Malloy v. Hogan 378 U.S. 1 (1964)
MALLOY v. HOGAN 378 U.S. 1 (1964)
This is one of a series of cases in which the warren court nationalized the rights of the criminally accused by incorporating provisions of the Fourth through the Eighth Amendments into the fourteenth amendment. (See incorporation doctrine.) In Malloy it was the right against self-incrimination. Malloy, a convicted felon on probation, was ordered to testify in a judicial inquiry into gambling activities. He refused to answer any questions concerning the crime for which he had been convicted, and he was held in contempt. Connecticut's highest court, relying on twining v. new jersey (1908) and Adamson v. California (1947), ruled that Malloy's invocation of the Fifth Amendment right had no constitutional basis in the state and that the Fourteenth Amendment did not extend the right to a state proceeding.

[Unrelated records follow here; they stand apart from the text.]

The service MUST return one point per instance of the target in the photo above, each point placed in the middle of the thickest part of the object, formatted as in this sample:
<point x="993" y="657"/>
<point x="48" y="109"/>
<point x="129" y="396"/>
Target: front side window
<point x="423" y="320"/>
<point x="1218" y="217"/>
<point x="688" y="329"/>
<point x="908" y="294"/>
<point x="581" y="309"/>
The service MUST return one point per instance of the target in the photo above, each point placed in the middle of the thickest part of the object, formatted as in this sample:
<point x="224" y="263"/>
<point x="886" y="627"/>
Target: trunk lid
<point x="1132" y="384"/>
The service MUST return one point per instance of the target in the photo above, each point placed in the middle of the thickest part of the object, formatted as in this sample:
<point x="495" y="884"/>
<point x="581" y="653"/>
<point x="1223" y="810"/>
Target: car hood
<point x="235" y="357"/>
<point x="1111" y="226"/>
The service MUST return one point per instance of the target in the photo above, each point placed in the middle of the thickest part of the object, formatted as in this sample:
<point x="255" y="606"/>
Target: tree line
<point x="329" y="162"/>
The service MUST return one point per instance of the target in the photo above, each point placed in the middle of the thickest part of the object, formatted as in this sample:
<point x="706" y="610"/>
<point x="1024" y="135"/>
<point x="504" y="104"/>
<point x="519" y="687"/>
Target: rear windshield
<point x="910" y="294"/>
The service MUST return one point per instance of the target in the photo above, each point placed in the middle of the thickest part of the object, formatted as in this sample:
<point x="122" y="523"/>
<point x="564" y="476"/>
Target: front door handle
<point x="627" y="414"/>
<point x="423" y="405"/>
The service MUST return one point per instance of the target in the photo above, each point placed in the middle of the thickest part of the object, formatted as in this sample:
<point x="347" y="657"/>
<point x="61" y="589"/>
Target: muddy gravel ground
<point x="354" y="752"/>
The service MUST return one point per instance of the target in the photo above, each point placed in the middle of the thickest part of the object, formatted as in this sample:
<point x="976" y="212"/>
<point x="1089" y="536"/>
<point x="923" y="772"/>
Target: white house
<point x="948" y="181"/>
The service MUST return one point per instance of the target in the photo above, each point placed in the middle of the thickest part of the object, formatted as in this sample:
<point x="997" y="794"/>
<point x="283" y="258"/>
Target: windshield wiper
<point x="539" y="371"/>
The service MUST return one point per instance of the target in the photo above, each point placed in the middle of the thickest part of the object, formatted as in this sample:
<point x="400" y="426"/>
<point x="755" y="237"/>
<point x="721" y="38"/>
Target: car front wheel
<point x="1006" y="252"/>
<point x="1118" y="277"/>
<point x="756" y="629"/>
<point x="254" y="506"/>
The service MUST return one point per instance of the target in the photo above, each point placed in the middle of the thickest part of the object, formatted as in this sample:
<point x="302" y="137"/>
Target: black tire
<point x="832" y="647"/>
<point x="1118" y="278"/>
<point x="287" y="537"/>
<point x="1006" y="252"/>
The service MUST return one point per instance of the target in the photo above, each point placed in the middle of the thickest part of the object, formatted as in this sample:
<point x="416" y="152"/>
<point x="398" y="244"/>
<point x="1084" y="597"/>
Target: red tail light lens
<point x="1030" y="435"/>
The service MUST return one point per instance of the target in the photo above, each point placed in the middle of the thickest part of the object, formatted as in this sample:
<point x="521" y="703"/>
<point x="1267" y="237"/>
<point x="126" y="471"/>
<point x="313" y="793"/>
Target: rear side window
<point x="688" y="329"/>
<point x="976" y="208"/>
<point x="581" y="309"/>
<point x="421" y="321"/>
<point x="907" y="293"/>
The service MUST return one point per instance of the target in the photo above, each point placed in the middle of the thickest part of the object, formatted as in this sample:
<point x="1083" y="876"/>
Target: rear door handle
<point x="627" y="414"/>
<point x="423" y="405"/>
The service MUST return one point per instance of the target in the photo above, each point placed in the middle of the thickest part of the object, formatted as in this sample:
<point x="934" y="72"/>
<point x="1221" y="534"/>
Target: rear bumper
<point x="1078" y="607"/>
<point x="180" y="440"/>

The Supreme Court reversed on the ground that the "same standards must determine whether an accused's silence in either a federal or a state proceeding is justified." Had the inquiry been a federal one, said Justice william j. brennan for a 5–4 majority, Malloy would have been entitled to refuse to answer because his disclosures might have furnished a link in a chain of evidence to connect him to a new crime for which he might be prosecuted. The Court held that "the Fifth Amendment exception from compulsory self-incrimination is also protected by the Fourteenth against abridgment by the States." Twining and Adamson, which had held to the contrary, were overruled, although the specific holding in Adamson relating to comments on the accused's failure to testify was not overruled until griffin v. california (1965). Thus, Malloy stands for the doctrine that the Fourteenth Amendment protects against state abridgment the same right that the Fifth protects against federal abridgment. Justices byron r. white and potter stewart did not expressly dissent from this doctrine; they contended, rather, that Malloy's reliance on his right to silence was groundless on the basis of the facts. Justices john marshall harlan and tom c. clark opposed the incorporation of the Fifth Amendment right into the Fourteenth.